GPR Gelar Aksi di PLN Batam
Mahasiswa menyampaikan aspirasi di depan Kantor PLN Batam.

BATAM,SIJORITODAY.com – Biaya listrik mahal melalui penetapan kWh, Gerakan Pemuda Revolusioner (GPR) Kepri menggelar aksi unjuk rasa di depan kantor PT Bright PLN Batam, Jumat 25 Maret 2022.

Aksi ini menyampaikan aspirasi mengenai keberatan masyarakat membayar tarif listrik. Khususnya perumahan subsidi dan pemadaman listrik yang tidak profesional.

Koordinator lapangan GPR Kepri, Zulfikar Rahman menyampaikan bahwa pihaknya kecewa terhadap PT Bright PLN Batam.

“Kami menilai pihak PLN, bekerja tidak profesional. Hal ini terlihat dari penetapan kWh listrik masyarakat bagi perumahan subsidi. Disamaratakan dengan perumahan elit lainnya,” ucapnya.

Hal ini tentu merugikan masyarakat apalagi kondisi pandemi saat ini. Ia menilai, seharusnya Bright PLN mampu memberikan kemudahan bagi masyarakat.

Ia menilai sangat dibebankan ketika kWh listrik disamaratakan dengan perumahan elit lainnya. Jelas secara pemakaian berbeda namun harus membayar beban yang sama.

Dalam orasi nya, mahasiswa tersebut meminta PT Bright PLN Batam beradu data.

Mengenai penetapan kWh perumahan subsidi yang memberatkan masyarakat.

Data tersebut dikumpulkan berdasarkan hasil investigasi dan penyampaian aspirasi.

Dari masyarakat mengenai beban listrik yang tinggi harus dibayarkan oleh mereka. Padahal penggunaan listrik sama seperti biasanya dan tergolong tidak banyak.

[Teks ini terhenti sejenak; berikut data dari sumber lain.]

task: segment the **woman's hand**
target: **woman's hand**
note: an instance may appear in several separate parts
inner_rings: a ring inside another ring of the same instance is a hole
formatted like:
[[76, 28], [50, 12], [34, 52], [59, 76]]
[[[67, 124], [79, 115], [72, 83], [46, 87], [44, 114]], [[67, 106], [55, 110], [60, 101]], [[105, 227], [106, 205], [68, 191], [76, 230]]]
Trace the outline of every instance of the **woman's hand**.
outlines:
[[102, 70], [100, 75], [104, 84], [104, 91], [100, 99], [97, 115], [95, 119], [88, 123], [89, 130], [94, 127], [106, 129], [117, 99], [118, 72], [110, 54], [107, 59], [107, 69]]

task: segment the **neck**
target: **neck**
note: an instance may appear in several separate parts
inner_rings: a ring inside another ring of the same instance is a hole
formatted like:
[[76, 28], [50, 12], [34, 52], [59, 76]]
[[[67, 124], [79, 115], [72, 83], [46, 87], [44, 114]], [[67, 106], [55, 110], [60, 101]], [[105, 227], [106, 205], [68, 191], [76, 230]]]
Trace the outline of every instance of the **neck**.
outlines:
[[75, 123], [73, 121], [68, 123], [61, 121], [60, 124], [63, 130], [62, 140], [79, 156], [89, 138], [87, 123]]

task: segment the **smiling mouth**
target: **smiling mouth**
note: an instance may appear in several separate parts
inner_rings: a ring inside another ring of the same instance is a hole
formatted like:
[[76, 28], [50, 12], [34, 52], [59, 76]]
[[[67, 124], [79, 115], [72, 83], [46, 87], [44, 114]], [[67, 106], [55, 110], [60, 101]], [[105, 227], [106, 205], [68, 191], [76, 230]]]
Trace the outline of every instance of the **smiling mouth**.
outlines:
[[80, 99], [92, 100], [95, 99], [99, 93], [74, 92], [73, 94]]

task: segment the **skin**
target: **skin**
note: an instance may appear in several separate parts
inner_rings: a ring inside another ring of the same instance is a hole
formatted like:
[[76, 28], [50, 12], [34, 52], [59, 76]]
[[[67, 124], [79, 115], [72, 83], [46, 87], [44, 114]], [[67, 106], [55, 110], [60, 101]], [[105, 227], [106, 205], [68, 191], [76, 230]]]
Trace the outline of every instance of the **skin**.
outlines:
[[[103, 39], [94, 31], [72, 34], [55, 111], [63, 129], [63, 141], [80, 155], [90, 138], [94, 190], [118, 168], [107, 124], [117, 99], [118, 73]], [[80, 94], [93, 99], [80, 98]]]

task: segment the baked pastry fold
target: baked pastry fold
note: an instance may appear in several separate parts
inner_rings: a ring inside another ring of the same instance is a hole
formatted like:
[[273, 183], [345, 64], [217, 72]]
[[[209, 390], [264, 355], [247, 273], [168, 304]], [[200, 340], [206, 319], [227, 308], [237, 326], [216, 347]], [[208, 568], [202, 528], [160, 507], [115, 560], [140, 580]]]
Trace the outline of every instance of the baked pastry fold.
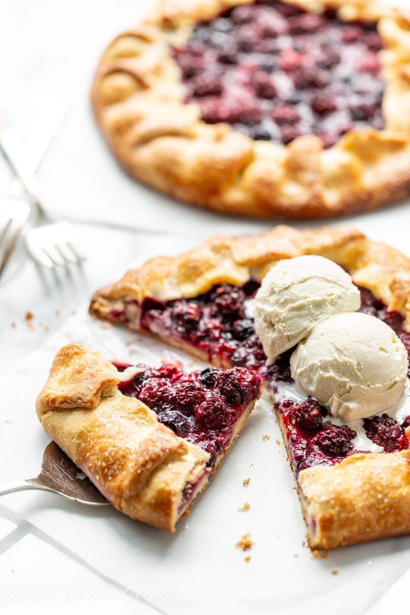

Selain itu terdapat permasalahan pemadaman listrik. Dianggap tidak profesional oleh Bright Batam mengakibatkan banyak pihak yang dirugikan khususnya masyarakat.

Tidak sedikit barang elektronik masyarakat rusak akibat pemadaman tersebut.

Ia pun meminta pertanggungjawaban pihak PLN, ketika masyarakat mendapatkan kerugian atas kerugian eletronik yang rusak.

Pemadaman listrik yang tidak jelas menunjukkan bukti ketidakpastian dalam manajemen.

“Lembaga di bawah naungan negara seharusnya bukan melemparkan permohonan maaf melainkan harus memberikan kepastian ganti rugi,”ucap Zulfikar.

Tiga tuntutan telah di sampaikan kepada Bright PLN Batam. Pihaknya menunggu 14 hari kerja untuk ditindaklanjuti.

Apabila tidak ditindaklanjuti maka mahasiswa tergabung di GPR Kepri akan mengawal permasalahan ini sampai ke Kementerian BUMN RI.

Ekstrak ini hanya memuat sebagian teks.